SCHOOL FEEDING PAY LOGJAM: THE HERALD

THE financially troubled Eastern Cape Education Department owes millions of rands to former school nutrition service providers, but is battling to pay because it is not clear who must be paid and how much they are owed. This must still be verified.

The service providers are owed for services rendered before the nutrition programme was decentralised, after the national department’s intervention. Some of the bills date as far back as 2005.

While the department came up with a “more effective” solution to school nutrition – which had been suspended for months prior to the Section 100(b) intervention in March due to non-payment – past providers are still awaiting payment.

Provincial Education superintendent-general Modidima Mannya said last week that everyone would be paid, but the department wanted to avoid paying the wrong people “as has been happening before”. “Because some people are owed money from way back, we’re trying to accurately identify who is owed money and why, because you’ll find that some are just taking chances,” he said.

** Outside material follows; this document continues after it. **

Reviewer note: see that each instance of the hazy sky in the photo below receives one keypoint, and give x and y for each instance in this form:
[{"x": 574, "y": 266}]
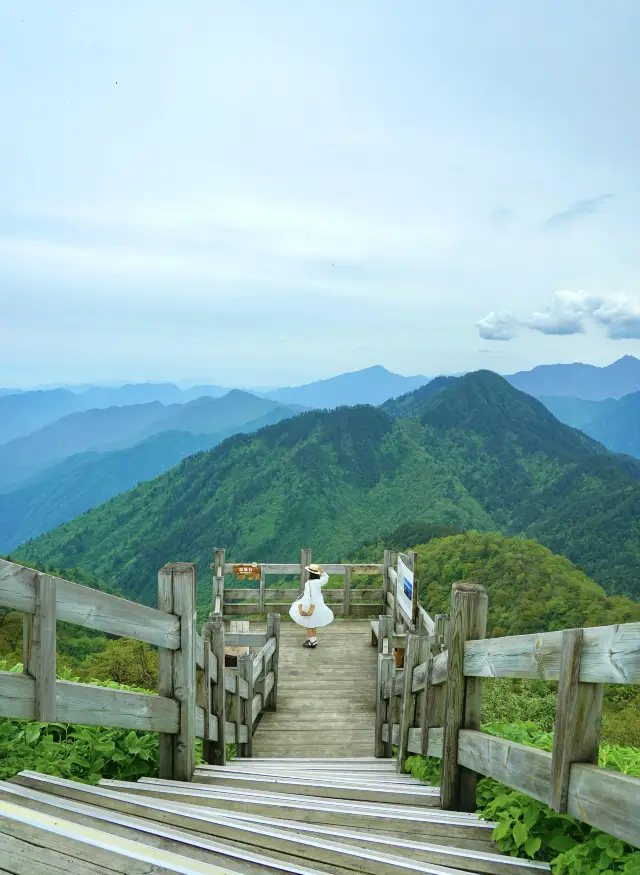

“But people are starting to get paid. We understand that some have had their lives disrupted, but we can’t sort it out in one day as there are processes to be followed.”

Some of the service providers sought help from the national department and wrote letters to Basic Education Minister Angie Motshekga and director-general Bobby Soobrayan after failing to get a response from the provincial leadership.

The DA’s provincial education spokesperson, Edmund van Vuuren, said the payment chaos was due to “dysfunctional” district offices. “There was no real database to capture who was offering their services,” he said.

“It’s the people on the ground, district offices, that are inept because they should be able to tell head office who needs to be paid and how much. But there were often no official contracts signed by the provincial department, as district offices just allowed service providers to operate.

“Now they can’t tell head office who to pay and how much because there’s no proof.”

Barbara Mhlaba, who is owed money for feeding pupils at about 16 schools in the Bethelsdorp, Zwide, New Brighton, Kwazakhele and KwaMagxaki area, said she had even driven to Zwelitsha to find out why she had not been paid.

“Now that they’ve solved the school nutrition problem, they’re not really bothering with past feeders because when I phone to find out when to expect my money, nobody knows. Sometimes when I call, nobody answers and I am forced to drive to Zwelitsha myself to get answers, which are always iffy,” she said.

Mhlaba said payments were initially on schedule and paid in full, but things went awry last year “when there was a change in leadership”.